French police frustrated by new strike blockades
- Published
French strikers have tightened fuel blockades, hours after security forces began clearing protesters from depots.
Police reopened three sites in western France overnight, after ministers ordered that all of them be lifted.
But protesters against the government's pension reforms later returned to one of the fuel depots and imposed a new blockade in the south.
In Paris, masked youths clashed with police in the suburb of Nanterre and students gathered outside the Senate.
The upper house of the French legislature is due to vote on raising the retirement age later this week.
Transport workers are continuing their protests and the national rail operator, the SNCF, said one in three high-speed TGV trains had been cancelled.
President Nicolas Sarkozy has insisted he will press ahead with plans to raise the retirement age from 60 to 62 and the full state pension age from 65 to 67.
Across the country, one in four fuel stations has run dry. MPs were told that 3,190 were still empty on Wednesday. The number on Tuesday was closer to 4,000.
All 12 refineries on the French mainland have been affected by strike action.
Interior Minister Brice Hortefeux authorised use of the paramilitary police to break blockades at fuel depots. He said he respected the right to protest, but that did not include the right to block workers or to commit pillage or violence.
The BBC's Christian Fraser said this force was the equivalent of a Swat team whose normal duties include hostage rescue.
In the early hours of Wednesday, riot police lifted the blockade at three fuel depots, in Donges, La Rochelle and Le Mans. However, strikers reimposed their blockade at Donges.
In the south of the country, unions blocked the fuel depot at Trapil, which supplies civilian and military airports in the region, but were later said to have left the site of their own accord.
Our correspondent said the unions and the government were engaging in a game of cat-and-mouse over the fuel blockades.

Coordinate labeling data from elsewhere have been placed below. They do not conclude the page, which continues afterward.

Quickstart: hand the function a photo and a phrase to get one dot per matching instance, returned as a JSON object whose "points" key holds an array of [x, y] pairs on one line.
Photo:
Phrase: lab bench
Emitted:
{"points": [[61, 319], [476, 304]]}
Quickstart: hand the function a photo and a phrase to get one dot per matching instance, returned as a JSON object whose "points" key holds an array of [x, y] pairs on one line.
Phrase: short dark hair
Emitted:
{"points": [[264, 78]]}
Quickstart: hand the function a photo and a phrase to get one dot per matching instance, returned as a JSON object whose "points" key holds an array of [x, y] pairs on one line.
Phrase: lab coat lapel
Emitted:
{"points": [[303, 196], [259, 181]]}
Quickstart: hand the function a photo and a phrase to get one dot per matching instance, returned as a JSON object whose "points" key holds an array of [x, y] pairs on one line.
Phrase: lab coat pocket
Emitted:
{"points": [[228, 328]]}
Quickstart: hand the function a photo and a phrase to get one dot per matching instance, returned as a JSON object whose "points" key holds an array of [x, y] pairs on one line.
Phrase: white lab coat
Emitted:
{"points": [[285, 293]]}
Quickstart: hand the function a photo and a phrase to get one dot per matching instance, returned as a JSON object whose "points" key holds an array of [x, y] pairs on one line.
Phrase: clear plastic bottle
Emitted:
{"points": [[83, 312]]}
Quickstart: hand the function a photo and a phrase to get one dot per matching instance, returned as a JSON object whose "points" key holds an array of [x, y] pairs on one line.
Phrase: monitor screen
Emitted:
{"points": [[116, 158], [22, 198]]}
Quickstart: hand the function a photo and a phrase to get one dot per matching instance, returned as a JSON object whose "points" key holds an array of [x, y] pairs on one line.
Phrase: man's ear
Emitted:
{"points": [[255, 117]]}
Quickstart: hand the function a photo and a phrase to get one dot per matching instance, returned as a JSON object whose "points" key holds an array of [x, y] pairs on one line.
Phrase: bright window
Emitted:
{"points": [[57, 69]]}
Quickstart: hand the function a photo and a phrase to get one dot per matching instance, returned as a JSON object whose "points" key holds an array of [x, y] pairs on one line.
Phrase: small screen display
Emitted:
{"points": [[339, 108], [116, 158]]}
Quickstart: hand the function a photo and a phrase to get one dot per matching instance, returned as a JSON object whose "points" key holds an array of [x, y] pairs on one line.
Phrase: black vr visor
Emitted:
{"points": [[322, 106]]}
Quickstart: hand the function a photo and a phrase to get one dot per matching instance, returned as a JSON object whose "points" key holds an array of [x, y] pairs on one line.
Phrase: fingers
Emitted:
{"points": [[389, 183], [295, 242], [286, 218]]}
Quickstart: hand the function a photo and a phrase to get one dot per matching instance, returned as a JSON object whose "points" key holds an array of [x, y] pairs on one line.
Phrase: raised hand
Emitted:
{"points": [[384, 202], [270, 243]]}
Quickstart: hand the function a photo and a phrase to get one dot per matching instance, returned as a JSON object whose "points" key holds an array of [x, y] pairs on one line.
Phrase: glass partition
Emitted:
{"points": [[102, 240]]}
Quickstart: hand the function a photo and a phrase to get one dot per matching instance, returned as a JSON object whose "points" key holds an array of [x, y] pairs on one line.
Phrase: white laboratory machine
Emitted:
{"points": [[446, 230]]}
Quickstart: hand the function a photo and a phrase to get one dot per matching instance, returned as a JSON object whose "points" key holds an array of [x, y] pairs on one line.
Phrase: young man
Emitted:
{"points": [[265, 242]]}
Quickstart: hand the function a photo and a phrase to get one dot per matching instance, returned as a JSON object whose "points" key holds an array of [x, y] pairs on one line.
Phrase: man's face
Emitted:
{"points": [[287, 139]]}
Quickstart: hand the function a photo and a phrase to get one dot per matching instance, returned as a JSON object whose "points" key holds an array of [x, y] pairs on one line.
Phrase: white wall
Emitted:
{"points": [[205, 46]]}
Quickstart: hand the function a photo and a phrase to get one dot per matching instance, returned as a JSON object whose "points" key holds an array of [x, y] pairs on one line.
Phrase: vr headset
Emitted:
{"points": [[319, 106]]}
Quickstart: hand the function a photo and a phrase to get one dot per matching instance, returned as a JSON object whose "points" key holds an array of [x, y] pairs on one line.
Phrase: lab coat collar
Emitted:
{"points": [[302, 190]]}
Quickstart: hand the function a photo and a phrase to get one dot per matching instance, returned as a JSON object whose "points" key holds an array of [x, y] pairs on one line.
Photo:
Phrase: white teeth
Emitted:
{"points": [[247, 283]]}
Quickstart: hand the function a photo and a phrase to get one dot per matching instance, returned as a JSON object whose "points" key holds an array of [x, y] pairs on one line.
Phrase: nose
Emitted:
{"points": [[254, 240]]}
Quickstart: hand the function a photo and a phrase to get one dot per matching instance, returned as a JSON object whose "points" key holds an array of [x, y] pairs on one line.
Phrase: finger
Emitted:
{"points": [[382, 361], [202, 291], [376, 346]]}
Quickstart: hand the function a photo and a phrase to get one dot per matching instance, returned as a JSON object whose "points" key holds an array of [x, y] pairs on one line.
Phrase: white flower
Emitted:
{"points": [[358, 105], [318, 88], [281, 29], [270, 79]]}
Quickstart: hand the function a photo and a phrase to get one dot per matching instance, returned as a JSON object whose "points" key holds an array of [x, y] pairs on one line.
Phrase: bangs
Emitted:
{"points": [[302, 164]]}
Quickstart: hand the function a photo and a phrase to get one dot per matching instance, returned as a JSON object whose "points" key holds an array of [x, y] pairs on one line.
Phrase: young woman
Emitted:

In a separate development, striking workers were reported to have stopped gas from being injected into the country's network from three out of 12 storage sites.
The Sud Energie union said the three facilities represented about 60% of France's gas storage capacity.
About 300 striking workers staged a protest at France's main airport, Roissy-Charles de Gaulle in Paris, blocking access to the main terminal building. They sang the national anthem before pushing through a police barricade and marching through the building, blowing whistles and waving flags.
Protesters also blocked the main road leading to one of two terminals at Orly airport in Paris, then blocked the road to the other terminal, according to the Paris airport authority.
The unions said the airport at Clermont Ferrand in central France had been shut down and reported disruption at airports elsewhere.
'Unacceptable' violence
There has also been further sporadic violence in areas affected by disturbances earlier in the week.
In Nanterre, youths smashed shop windows and threw stones while in Lyon there were skirmishes between rioters and police.
Mr Hortefeux, who later visited Lyon, condemned the violence, saying it was "unacceptable" that more than 60 police officers had been injured.
On Tuesday, unions called a sixth national day of protest since the return from the summer holidays in September.
About 1.1 million people took to the streets, the interior ministry said; the CGT union put the number at 3.5m.Despite the widespread disruption, the strikers continue to attract popular support, with one opinion poll suggesting that 71% of those surveyed back the industrial action.
President Sarkozy's poll ratings appear to have dropped even further as he tries to tackle the wave of protests.
One poll for BVA conducted on 15 and 16 October suggested his approval rating was down to 30%, the lowest for three years.
The number of French with either a negative or very negative opinion of their president rose five points from September to 69%.